The season of the Black Panther is almost upon us.
On Friday (Jun 9), during game four of the NBA Finals, Marvel Studios unveiled the new Black Panther poster and trailer. While most who are true Marvel fans were geeked about the teasers of the first black superhero, others were red with disapproval and disdain, complaining that the fictitious black king is too militant for their liking. Some even went as far as to say the film is too violent like the Black Panther Party and accused Marvel Studios of pushing a violent agenda.
Great job Marvel. Nothing like naming a super hero after a violent civil rights group from the 60s and 70s #BlackPanther
— Noneya Buisness (@Username0_n_l_y) June 10, 2017
— Bandit (@Getaclue77) June 10, 2017
Despite the overflow of white tears, Black Twitter was not here for the hypocrisy as tweets begin to quickly flow in defense to the long awaited superhero. Many fans pointed out that not only is the superhero older than the Black Panther Party but the term “black panther” has been around since World War II.

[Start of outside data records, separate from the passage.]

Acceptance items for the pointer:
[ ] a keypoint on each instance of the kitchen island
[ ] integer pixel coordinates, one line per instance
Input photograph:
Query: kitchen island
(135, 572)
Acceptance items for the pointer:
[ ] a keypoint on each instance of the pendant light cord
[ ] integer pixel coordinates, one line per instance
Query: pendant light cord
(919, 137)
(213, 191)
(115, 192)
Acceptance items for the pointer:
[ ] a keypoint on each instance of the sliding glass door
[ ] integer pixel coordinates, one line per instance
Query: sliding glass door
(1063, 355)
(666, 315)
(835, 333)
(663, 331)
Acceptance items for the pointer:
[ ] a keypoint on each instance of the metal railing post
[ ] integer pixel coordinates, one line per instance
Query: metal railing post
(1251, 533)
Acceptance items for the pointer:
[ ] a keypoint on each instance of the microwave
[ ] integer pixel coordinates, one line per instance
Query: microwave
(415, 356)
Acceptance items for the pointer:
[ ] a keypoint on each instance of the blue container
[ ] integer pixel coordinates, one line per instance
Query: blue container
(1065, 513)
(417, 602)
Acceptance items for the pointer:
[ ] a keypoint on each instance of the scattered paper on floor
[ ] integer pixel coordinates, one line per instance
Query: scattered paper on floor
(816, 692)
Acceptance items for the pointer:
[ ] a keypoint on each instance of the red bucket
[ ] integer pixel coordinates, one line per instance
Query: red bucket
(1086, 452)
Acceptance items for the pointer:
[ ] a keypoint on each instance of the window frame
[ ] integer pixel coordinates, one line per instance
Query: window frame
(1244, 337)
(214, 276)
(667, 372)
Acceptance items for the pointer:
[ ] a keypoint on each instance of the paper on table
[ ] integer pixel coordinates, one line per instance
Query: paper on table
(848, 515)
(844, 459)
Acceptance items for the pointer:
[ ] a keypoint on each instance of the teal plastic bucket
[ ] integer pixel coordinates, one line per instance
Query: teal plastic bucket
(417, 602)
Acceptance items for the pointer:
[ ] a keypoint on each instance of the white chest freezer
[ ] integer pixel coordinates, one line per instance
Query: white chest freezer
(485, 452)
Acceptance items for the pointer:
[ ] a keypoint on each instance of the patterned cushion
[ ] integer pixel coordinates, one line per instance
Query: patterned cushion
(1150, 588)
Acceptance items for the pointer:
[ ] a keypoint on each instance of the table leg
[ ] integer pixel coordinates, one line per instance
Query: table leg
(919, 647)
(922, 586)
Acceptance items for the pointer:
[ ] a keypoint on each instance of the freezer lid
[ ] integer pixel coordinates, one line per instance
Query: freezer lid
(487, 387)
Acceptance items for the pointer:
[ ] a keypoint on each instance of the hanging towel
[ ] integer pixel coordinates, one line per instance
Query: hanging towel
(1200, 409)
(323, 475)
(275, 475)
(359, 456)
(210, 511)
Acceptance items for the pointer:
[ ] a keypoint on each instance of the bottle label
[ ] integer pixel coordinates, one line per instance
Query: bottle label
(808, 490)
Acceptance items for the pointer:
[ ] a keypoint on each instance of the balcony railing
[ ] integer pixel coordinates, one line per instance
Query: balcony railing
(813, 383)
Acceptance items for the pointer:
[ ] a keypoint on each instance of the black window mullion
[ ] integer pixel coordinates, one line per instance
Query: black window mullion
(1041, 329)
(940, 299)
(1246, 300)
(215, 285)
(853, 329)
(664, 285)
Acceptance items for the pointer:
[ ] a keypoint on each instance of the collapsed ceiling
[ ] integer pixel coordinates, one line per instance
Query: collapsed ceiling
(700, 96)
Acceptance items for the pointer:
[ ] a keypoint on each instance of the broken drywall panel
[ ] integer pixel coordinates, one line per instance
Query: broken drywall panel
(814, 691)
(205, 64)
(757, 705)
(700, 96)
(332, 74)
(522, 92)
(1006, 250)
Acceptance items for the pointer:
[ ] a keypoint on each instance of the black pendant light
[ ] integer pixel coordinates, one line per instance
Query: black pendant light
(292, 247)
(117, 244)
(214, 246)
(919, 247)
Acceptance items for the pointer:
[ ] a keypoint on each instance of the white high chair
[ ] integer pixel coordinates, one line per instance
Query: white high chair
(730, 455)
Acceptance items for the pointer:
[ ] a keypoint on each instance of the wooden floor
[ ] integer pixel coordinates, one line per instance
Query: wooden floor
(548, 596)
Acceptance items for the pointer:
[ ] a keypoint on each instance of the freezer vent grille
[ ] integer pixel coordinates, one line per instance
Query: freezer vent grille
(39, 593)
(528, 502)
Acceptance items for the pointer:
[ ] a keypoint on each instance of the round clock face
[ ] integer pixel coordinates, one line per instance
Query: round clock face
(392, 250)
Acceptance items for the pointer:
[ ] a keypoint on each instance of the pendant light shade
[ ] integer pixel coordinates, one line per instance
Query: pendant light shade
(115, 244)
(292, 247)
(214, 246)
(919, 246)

The Marvel Black Panther predates the party.
— Donnell Tilery II (@dit100) June 12, 2017
Yep great job since the black panther character is from before the party and term "black panthers" has been around since ww2 asshole.
— Michael Cerrito (@MrBenjaminCheck) June 13, 2017
Other defended the Black Panther Party, acknowledging their nonviolent attributes to the black community such as opposing police brutality and racism.
Violent? They were none violent and anti racism to fight police brutality. Typical dumb ass Trump supporter that doesn't know shit. STFU
— joe hairston (@joehairston1) June 12, 2017
But most did not care too much about the negativity being thrown at the new superhero because Marvel’s has had a long history of only white superheroes. The first Black American mainstream superhero was introduced during Captain America: Civil War movie in 2016. Black twitter quickly pointed out that the naysayers ignored the “white and militant” superheroes that Marvel’s have released.
— Kenji (@TrapGeisha) June 12, 2017
It is clear that most who are complaining about the Black Panther has never read the comic book series in which the movie is based, because if they had read it they would know that the comic book touches on modern issues that the black community faced during the 1960’s and 1970’s such as racism and the KKK.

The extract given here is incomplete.